Richard Jenkins has been a constant presence in film and television, whether audiences have been aware of it or not. With roles ranging from the deceased father in Six Feet Under to a parody of a conservative Midwesterner in I Heart Huckabees, Jenkins has been a true character actor, someone who makes the rest of the cast look better instead of drawing attention to himself. With The Visitor, Jenkins has finally been given the starring role he’s deserved for years. He plays Walter Vale, a crusty, detached economics professor at Connecticut College who rekindles his passion for life after meeting Tarek and Zainab (Haaz Sleiman and Danai Jekesai Gurira), a young Muslim couple he finds squatting in his New York apartment. Jenkins has already earned enormous accolades for his performance and may have even given the first Oscar-worthy performance of 2008. I recently talked with Jenkins about how the role has affected him and his career.
Ethan Stanislawski: This is probably your biggest starring role yet, as before you were considered more of a character actor. Was this a conscious choice, or was it more that you were presented with a golden opportunity?
Richard Jenkins: I was presented with the opportunity, definitely. I don’t have much control over what roles I get, and I was so glad something like this came up. It was the opportunity of a lifetime.
ES: Before The Visitor, you were most famous for Six Feet Under, but you’ve also done a lot of less serious work with the Farrelly Brothers and the like. How do you see this movie in relationship to the rest of your career?
RJ: Well, you never have perspective on it while it’s happening. A career is more of something you look back on in the end and say, “Oh, this fits into this,” and so on. You mostly just go from one role to the other. I will say this however: These past few years have been truly fantastic, and I’ve gotten to do some roles I’ve never had the chance to do before. This movie was sort of the cherry on top. I’ve never worked with a role this complex or with this much of an arc, and it’s been truly a fantastic experience.
ES: Your character had to develop really strong relationships with characters from extremely different backgrounds, and I think you succeeded tremendously to that end. How did you manage to build that kind of chemistry with your costars?
RJ: Well, we were in rehearsal for two weeks beforehand. We had a lot of time to get to know each other, and feel comfortable with each other, and comfortable in our roles. It was a challenge, but it was never a struggle. We all felt pretty confident in our roles. Still, though, after it was all over and we had a chance to look back on what we had accomplished, we were sort of in awe of what we had done. It was nothing we could have anticipated beforehand.
ES: [Writer/Director] Tom McCarthy has worked primarily as an actor, but I’ve loved both the films he’s directed. To what end do you think his experience acting helped the production process?

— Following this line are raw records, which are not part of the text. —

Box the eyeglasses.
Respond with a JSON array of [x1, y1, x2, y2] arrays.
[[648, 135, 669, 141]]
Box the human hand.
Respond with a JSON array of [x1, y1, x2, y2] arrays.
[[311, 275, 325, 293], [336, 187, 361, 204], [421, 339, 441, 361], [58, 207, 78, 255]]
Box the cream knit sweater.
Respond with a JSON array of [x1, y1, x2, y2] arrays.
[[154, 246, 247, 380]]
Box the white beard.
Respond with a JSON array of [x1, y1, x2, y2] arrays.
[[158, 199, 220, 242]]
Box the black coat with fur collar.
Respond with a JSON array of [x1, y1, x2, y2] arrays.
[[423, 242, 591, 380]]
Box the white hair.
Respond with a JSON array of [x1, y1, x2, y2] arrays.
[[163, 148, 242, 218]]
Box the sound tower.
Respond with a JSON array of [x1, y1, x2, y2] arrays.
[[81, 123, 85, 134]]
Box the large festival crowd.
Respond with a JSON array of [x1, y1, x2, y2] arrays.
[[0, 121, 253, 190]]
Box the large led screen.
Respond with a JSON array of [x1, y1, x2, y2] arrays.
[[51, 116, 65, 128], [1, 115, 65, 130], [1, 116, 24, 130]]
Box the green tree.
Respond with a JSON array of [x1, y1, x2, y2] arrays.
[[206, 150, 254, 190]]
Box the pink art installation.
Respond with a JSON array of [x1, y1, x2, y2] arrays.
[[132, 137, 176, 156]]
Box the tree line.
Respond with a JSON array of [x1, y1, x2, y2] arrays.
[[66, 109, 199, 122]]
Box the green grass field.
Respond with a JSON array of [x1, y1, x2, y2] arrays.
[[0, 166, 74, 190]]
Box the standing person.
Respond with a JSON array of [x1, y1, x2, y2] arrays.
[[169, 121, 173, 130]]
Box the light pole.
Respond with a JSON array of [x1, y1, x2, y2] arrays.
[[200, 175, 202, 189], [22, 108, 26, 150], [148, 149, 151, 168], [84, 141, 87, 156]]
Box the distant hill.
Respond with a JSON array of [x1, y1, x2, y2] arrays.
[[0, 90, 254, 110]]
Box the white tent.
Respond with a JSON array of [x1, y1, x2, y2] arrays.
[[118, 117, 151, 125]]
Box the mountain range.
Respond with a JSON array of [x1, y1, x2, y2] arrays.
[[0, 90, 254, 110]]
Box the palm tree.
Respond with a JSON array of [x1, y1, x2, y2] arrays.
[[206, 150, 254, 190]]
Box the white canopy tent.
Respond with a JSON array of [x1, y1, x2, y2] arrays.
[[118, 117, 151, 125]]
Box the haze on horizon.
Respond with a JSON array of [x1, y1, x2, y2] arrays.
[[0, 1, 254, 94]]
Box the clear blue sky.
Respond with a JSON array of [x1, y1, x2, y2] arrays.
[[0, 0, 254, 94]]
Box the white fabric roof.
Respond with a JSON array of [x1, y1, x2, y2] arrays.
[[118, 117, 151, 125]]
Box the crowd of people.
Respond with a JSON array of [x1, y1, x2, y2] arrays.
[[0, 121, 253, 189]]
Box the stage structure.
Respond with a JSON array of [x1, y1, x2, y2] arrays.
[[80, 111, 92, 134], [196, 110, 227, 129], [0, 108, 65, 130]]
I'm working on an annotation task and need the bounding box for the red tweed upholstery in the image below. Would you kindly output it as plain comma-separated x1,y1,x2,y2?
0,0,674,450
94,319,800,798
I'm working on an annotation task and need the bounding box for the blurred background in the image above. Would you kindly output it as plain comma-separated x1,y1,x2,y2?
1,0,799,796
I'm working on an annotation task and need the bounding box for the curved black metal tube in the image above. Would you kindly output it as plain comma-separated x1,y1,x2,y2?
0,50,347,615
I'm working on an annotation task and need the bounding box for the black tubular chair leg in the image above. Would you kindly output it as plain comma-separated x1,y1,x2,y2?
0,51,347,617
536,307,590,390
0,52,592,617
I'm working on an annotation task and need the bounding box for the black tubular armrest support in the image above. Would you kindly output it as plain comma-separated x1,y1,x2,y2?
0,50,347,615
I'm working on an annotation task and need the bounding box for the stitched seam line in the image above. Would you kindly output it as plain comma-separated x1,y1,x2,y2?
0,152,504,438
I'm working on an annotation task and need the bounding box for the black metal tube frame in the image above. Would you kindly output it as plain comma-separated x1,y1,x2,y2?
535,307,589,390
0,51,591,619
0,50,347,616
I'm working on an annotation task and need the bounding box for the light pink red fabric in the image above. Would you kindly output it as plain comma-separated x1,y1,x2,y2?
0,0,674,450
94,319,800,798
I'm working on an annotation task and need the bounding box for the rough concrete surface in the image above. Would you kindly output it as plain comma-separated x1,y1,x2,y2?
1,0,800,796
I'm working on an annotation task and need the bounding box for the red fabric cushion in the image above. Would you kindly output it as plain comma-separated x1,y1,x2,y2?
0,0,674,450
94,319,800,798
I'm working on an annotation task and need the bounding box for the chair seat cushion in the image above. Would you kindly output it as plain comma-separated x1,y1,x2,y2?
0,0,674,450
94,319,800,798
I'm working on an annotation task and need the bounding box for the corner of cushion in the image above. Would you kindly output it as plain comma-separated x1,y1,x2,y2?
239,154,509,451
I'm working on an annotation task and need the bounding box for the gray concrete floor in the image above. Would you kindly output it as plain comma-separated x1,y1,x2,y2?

RJ: Tom’s truly fantastic, because he truly knows what actors want in a production, which is to be treated with respect and truly feel like they have a say in the matter. He was very conscious of how we felt at every stage in the process and was always making sure we were okay with where we were. At the same time, he had the ability to say “No,” and “This is how it should be,” which is just as important. He really knew what to expect as a director and also did a phenomenal job as a writer.
ES: For the role you had to alternate between academic priggishness and a more compassionate, paternal side of your character. How did you manage that dichotomy?
RJ: Well, we ordered the scenes as best as we could. We started with all the scenes in the university, where, you know, he doesn’t accept the student’s [late] paper, and it’s not the most flattering depiction. We did manage to shoot the last third of the film in order, which was very important to us. At the same time, the very last scene we shot was the piano lesson, so it had to come full circle. I guess it was good, because we got to experience the full wave of emotion.
ES: Do you see this movie getting you more starring roles in the future?
RJ: Well, I have to tell you, and I don’t mean to be coy in saying this, but I truly don’t know. You can never anticipate this sort of thing, and I’ve learned that every time you take a role and see yourself going somewhere after it, it never turns out as you’ve expected. I mean, I think I’ve had a great career before this, and I’ve had some great experiences over time, and yeah, I’d like to see some bigger roles in the future. But it’s not something I have control over.